Closed anoronh4 closed 3 years ago

anoronh4 commented 3 years ago

It is easier and cleaner to point to a reference genome directory outside of the tool install directory, especially for those that will need to switch seamlessly between hg19/hg38/mm10. another reason to add this enhancement, is that i am unable to copy/link reference files to the jaffa install directory when i am using the jaffa docker image as a singularity container, e.g.:

$ ln -s /ref_store/GRCh37/jaffa_gencode/*tab /opt/JAFFA/
ln: failed to create symbolic link '/opt/JAFFA/hg19_genCode19.tab': Read-only file system
nadiadavidson commented 3 years ago

Hi, if you have all the reference files in another directory, you can set this with "-p refBase =" when you run the command like: bpipe run -p refBase=/ref_store/GRCh37/jaffa_gencode/ <JAFFA/L.groovy file> <fastq.gz/fasta files>

anoronh4 commented 3 years ago

that was helpful, i did notice however i got the following error:

Checking for required data files...
jaffa_gencode/hg19_genCode19.fa
jaffa_gencode/hg19_genCode19.tab
/opt/JAFFA/known_fusions.txt
CAN'T FIND jaffa_gencode/hg19.fa...
PLEASE DOWNLOAD and/or FIX PATH... STOPPING NOW

and after mv hg19_gencode.fa hg19.fa it then errored saying the same thing except CAN'T FIND jaffa_gencode/hg19_gencode.fa..., so i had to make one a symlink.

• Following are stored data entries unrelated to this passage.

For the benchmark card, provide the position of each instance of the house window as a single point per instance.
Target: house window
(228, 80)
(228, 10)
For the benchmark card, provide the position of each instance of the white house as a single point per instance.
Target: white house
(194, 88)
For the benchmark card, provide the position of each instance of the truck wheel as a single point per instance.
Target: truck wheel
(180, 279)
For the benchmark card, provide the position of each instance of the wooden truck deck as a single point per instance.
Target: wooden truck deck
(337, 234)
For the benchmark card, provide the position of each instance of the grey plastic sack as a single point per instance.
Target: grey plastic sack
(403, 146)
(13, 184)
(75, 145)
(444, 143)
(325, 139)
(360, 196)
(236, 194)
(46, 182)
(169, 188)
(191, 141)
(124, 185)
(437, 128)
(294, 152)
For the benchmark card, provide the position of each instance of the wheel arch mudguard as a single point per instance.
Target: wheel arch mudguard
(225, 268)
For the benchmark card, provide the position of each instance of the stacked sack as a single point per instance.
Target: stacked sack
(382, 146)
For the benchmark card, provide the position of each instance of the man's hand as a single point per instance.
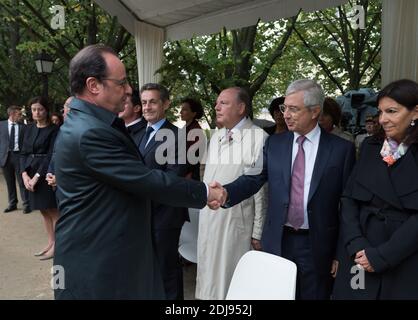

I also noticed that known_fusions.txt was looked for in the installation path, rather than refBase -- seems like Jaffa might be proceeding without it. can that file be passed as a bpipe parameter as well?

anoronh4 commented 3 years ago

oh, i see it now in JAFFA_stages.groovy. the known fusions can be passed as knownTable. still don't know why it gave me errors for either fasta though.

anoronh4 commented 3 years ago

looks like fastaBase should have the base directory of the full assembly fasta and transBase should have the base directory of the transcription fasta. can you confirm if that's correct?

nadiadavidson commented 3 years ago

That's correct. hg19.fa should be the reference genome, where as hg19_gencode.fa is the reference transcriptome. Both in fasta format. So hg19.fa will need to be downloaded separately (e.g from UCSC) and there are some instruction on JAFFA's wiki about installation that describe how you can do that. Then you can reference the directory where that is with fastaBase.